Whites, I am sure, do not think of themselves as manipulative so much as grateful for the "reasonableness" of a man like Buthelezi, chief of some 5.5 million Zulus. Many of them would endorse this assessment by the Financial Mail: "Increasingly in a land where there is much to despair about and little that gives rise to hope, Buthelezi . . . holds out the prospect of an accommodation being struck between South Africa's different race groups.
"In enunciating the politics of compromise, he carries with him the hope of much of white South Africa and certainly that of a sizeable group of moderate blacks and other people of color."
That is one view. There is another that I heard from nonwhites from one end of this country to the other. For the sake of perspective, I should make clear that I did not visit the rural areas of Natal, where Buthelezi has his largest and most loyal following. I should note, too, that while I did not see Chief Buthelezi during this trip, in our previous conversations he has come across as a proud man who, while out of step with the rest of the black leadership here, takes a position because he believes it to be in the interest of his people, not because he is under orders from the government.
Still, it must be said that it is increasingly difficult to find blacks here who support this once- popular chief. The Rev. Smangaliso Mkatshwa, Pretoria-based secretary of the Southern African Catholic Bishops' Conference, describes Buthelezi as "a leader that is wasted."
The reference, he says, is to the fact that the chief, who made blacks feel proud when he toyed with the white-run government over its proffer of a homeland, never quite saying yes, never clearly saying no, has not grown beyond the status of tribal leader.
"If you look at all the major liberation movements, you will find that they cut across tribal lines," says the Rev. Mkatshwa, who, like Buthelezi, is a Zulu.
But even if only as leader of the country's biggest tribe, shouldn't Buthelezi have a virtually automatic seat at the anticipated negotiations? Mkatshwa hesitates, then says: "Let's put it this way. I want to be very fair. I would like to see to see Gatsha Buthelezi resign immediately and unconditionally from bantustan politics and join all truly progressive organizations in the struggle. It is only after that that I personally would like to see him take an active part in the negotiations."
I heard similar ideas from Asians in Johannesburg, blacks in Soweto and from my hotel maid, a Zulu from Natal. The consensus seems to be that at some point Buthelezi stopped toying with whites and started playing footsie with them.
But even if he has fallen from grace, doesn't the controversial chief present something of a dilemma for the black leadership? If he is rejected by them as part of the negotiating process, it may come across as a slap in the face to millions of Zulus. If he is a part of the negotiations, he may seriously complicate matters, since he is so much out of step with the leadership on so many key issues. Would Boesak accept that assessment?

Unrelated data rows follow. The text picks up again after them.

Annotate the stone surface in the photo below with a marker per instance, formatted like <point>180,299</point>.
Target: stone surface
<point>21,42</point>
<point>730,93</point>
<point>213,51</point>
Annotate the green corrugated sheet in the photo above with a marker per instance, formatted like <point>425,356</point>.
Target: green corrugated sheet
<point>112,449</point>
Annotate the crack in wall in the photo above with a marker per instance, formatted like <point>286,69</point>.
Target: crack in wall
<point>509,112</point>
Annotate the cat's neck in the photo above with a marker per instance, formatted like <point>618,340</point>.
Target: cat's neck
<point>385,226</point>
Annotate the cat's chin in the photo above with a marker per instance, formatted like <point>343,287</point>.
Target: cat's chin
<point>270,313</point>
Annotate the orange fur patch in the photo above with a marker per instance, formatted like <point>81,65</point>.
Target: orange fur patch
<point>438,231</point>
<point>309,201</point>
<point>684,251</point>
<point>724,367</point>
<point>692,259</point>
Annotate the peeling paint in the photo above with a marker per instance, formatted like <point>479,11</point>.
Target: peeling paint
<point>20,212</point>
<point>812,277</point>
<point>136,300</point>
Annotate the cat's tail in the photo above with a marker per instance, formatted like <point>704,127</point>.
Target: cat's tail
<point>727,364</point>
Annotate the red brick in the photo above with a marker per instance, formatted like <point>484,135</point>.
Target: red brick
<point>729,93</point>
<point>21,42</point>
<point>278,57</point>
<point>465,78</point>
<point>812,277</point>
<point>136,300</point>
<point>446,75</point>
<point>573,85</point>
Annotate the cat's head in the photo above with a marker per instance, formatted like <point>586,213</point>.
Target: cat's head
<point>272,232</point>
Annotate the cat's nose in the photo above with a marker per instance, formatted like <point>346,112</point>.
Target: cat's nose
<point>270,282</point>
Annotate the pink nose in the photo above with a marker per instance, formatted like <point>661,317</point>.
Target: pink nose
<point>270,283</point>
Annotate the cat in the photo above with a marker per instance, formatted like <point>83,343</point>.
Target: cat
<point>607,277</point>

"It is only a dilemma," he says, "if you take narrow ethno-nationalism seriously, which is the only basis upon which Buthelezi works. He is a chief of the Zulus, a platform provided him by the government through the creation of the homeland of KwaZulu, at a time when black people are moving away from ethnicity.
"At a time when all of us are taking more and more risks to challenge the government, he is still getting his money from the government and finds himself on the wrong side of every single issue: on the issue of disinvestment, on the issue of how confrontation with the government is to be conducted, on the issue of recognizing the central role of the African National Congress, on all these important issues, he is on the other side. He is a pro-capitalist, pro-Western African chief, and black people are no longer interested."
That is harshly put, but surprisingly close to what black people here seem to feel. In the view of the Financial Mail, Buthelezi "occupies what remains of the middle ground in South Africa.'' In the view of blacks, he is merely standing in the way.